Es ist keine Szene wie im Film,
Keine Rosenblätter, die auf dem Bett liegen,
Und auch keine Kerzen in Herzform
Auf den weißen Laken.
Da sind keine Küsse und Liebkosungen,
Nicht Haut auf Haut, Lippen auf Lippen.
Niemand von uns schnappt nach Luft
Und niemand hält den anderen im Arm.
Nein, es ist nicht schön anzusehen,
Wie ich hier stehe
Und das Gegenteil von lieblich, perfekt bin.
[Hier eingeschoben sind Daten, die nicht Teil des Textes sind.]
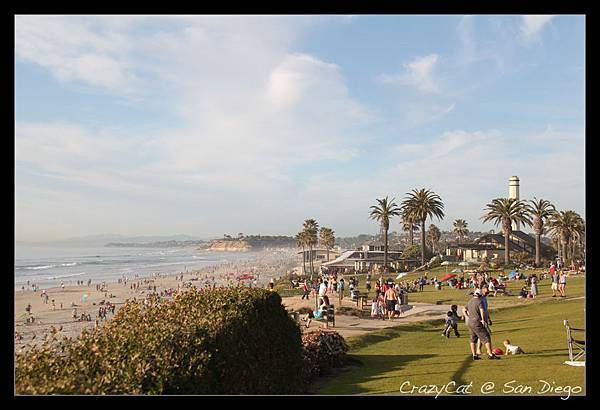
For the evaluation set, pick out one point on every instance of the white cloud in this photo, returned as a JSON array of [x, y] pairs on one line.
[[533, 24], [251, 110], [418, 73], [72, 51]]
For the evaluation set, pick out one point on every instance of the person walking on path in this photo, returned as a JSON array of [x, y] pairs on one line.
[[391, 298], [562, 283], [555, 278], [477, 326], [488, 321], [534, 288]]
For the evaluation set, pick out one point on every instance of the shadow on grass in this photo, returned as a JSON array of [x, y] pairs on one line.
[[458, 375], [374, 368], [387, 334]]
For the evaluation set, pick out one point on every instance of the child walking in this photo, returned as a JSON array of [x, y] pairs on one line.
[[451, 322]]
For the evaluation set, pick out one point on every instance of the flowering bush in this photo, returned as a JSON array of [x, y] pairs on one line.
[[222, 341], [322, 350]]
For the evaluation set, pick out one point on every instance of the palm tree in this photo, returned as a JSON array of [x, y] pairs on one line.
[[540, 210], [419, 205], [505, 211], [302, 241], [382, 213], [311, 228], [408, 225], [433, 236], [327, 239], [460, 229], [567, 225]]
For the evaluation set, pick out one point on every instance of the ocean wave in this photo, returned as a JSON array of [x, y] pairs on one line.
[[65, 276], [38, 267]]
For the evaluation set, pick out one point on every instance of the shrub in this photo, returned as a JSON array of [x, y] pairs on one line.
[[222, 341], [322, 351]]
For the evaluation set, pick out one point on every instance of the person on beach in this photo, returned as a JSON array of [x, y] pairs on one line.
[[475, 314], [305, 290]]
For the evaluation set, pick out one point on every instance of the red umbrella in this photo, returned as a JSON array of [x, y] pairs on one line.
[[448, 276]]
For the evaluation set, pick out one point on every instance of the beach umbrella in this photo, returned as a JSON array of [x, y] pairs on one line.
[[465, 264], [448, 276]]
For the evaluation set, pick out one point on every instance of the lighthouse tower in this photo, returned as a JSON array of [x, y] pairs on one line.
[[513, 192]]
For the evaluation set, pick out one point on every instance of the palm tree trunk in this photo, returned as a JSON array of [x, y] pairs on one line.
[[385, 252], [310, 255], [506, 250], [423, 242], [304, 260], [538, 241]]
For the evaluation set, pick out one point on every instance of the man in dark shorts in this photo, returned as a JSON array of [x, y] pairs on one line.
[[391, 298], [476, 320]]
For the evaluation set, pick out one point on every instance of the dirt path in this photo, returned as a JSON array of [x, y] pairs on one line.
[[349, 325]]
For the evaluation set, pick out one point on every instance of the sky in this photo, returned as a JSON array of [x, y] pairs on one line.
[[206, 125]]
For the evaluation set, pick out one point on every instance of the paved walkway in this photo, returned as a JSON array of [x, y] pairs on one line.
[[348, 325]]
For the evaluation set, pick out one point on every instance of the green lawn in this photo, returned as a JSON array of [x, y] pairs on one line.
[[419, 355]]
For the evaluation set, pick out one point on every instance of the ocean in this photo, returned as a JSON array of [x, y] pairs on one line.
[[47, 266]]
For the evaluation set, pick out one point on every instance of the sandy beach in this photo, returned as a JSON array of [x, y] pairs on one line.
[[265, 265]]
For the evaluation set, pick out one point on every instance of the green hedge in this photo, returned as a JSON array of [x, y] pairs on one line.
[[223, 341]]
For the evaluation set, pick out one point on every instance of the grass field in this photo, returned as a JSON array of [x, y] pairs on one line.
[[418, 355]]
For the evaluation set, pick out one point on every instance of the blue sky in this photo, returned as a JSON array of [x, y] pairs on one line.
[[207, 125]]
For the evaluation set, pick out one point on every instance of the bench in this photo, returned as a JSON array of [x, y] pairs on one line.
[[362, 299], [576, 347], [329, 315]]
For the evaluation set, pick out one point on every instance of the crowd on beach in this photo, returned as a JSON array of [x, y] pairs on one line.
[[150, 289]]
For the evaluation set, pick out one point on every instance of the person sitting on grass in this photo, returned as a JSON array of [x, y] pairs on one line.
[[317, 314], [523, 294], [511, 349]]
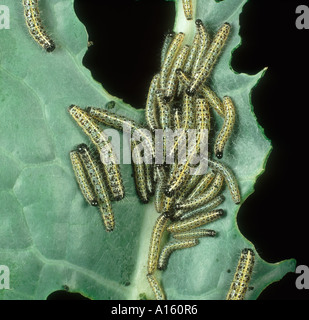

Da sind Narben und Blessuren,
Nicht sichtbar, und doch unübersehbar,
All das Schlechte, nie Gezeigte,
Das Verdrängte, das Bedenkenswerte,
Das ein Mensch niemandem preisgibt
Und das er an sich selbst hasst.
Ich zumindest hasse es mit jeder
Faser meines Seins.
Die Scham ist überwältigend, und doch
Stehe ich hier und warte auf dein Urteil,
Die Meinung des Engels, der du
Immer für mich warst,
Ganz egal, wie sehr du den Kopf schütteltest,
Und über die Bezeichnung lachtest.
Nun ist von diesem Lachen nichts zu hören.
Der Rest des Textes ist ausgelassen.